Os recentes atos e manifestos a favor da democracia no Brasil levaram um grupo de leitoras da Folha a rememorar o passado e repensar o futuro.

Elas relembraram suas participações em manifestações anteriores, como o movimento das Diretas Já e os protestos pelo impeachment do então presidente Fernando Collor, e projetaram o que esperam para o país após as já históricas eleições de outubro.

Fotografia colorida mostra jovens vestidos de preto e com rostos pintados de verde amarelo, conhecidos como os caras-pintadas, durante manifestação pelo impeachment do presidente Fernando Collor, em São Paulo
Jovens com rostos pintados de verde amarelo, conhecidos como os caras-pintadas, durante manifestação pelo impeachment do presidente Fernando Collor, em São Paulo - Eder Chiodetto - 18.set.1992/Folhapress

"Nunca pensei que teríamos que voltar a defender a democracia", disse Katia Pessanha, 63, de Curitiba (PR).

As mulheres fazem parte do Projeto Leitoras, uma iniciativa da Folha para se aproximar do público feminino por meio de grupos de discussão, conversas com jornalistas e outras iniciativas.

Leia a seguir os relatos.

Contra o "falso político do bem"

Fui com meu marido na manifestação dos caras-pintadas no gramado em frente ao Congresso Nacional, em Brasília. Fiquei impressionada com a quantidade de pessoas que, assim como nós, sonhavam com um mundo melhor, com mais oportunidades.

Vista aérea de manifestação pelo impeachment de Fernando Collor de Mello em frente ao Congresso Nacional, em Brasília (DF) - Márcio Arruda - 29.set.1992/Folhapress

Nós acreditávamos que o Brasil seria mais igualitário, mais humano e por isso não queríamos o Collor pois ele representava o "falso político do bem". A gente queria um representante no Planalto que falasse a nossa língua, que entendesse nossas necessidades e, principalmente, que olhasse para os menos favorecidos.

Hoje tenho dois netinhos e tudo que desejei para nossos filhos desejo agora para eles.

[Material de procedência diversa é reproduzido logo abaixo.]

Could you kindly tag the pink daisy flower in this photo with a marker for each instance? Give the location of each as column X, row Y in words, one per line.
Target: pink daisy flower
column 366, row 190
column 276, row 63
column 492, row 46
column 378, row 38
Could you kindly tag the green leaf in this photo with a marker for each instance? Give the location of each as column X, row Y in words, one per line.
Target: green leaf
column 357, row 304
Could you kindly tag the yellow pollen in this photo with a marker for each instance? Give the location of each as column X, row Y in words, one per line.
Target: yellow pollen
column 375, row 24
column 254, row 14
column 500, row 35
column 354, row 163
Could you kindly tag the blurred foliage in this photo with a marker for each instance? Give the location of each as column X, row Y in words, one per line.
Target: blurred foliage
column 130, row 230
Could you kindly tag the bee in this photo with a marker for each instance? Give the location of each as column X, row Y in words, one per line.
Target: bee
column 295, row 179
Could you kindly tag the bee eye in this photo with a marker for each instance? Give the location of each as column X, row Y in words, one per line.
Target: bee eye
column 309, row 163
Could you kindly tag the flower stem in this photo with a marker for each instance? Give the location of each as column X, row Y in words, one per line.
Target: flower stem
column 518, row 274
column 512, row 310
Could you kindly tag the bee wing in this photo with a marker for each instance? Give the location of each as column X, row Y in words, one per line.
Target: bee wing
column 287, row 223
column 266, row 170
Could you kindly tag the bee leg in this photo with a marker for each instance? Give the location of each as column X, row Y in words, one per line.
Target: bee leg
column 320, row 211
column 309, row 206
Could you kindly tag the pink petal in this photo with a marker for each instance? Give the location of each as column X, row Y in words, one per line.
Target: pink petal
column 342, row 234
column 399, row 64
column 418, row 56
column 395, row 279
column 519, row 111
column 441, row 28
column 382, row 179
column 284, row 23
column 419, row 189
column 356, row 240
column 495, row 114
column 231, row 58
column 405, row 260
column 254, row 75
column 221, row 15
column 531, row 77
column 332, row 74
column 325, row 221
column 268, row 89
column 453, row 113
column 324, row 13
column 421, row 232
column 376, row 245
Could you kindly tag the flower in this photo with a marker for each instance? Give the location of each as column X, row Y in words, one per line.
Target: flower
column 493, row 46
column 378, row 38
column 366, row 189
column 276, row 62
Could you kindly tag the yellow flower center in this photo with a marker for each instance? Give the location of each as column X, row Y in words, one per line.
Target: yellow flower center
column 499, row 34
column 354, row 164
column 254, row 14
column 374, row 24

Não quero esse Brasil que oprime e desemprega, quero um Brasil de oportunidades, emprego, renda, educação e saúde para todos e todas.

Denise Brandt, 58, artista plástica e empresária (São Paulo, SP)

Chamada na direção

- O diretor quer falar com você.

Eu tinha avisado meu chefe que dia 25 de janeiro iria ao comício pelas Diretas na capital e temi o pior. Eram tempos militares e a oposição ao governo era algo secreto e proibido, e eu trabalhava em uma multinacional.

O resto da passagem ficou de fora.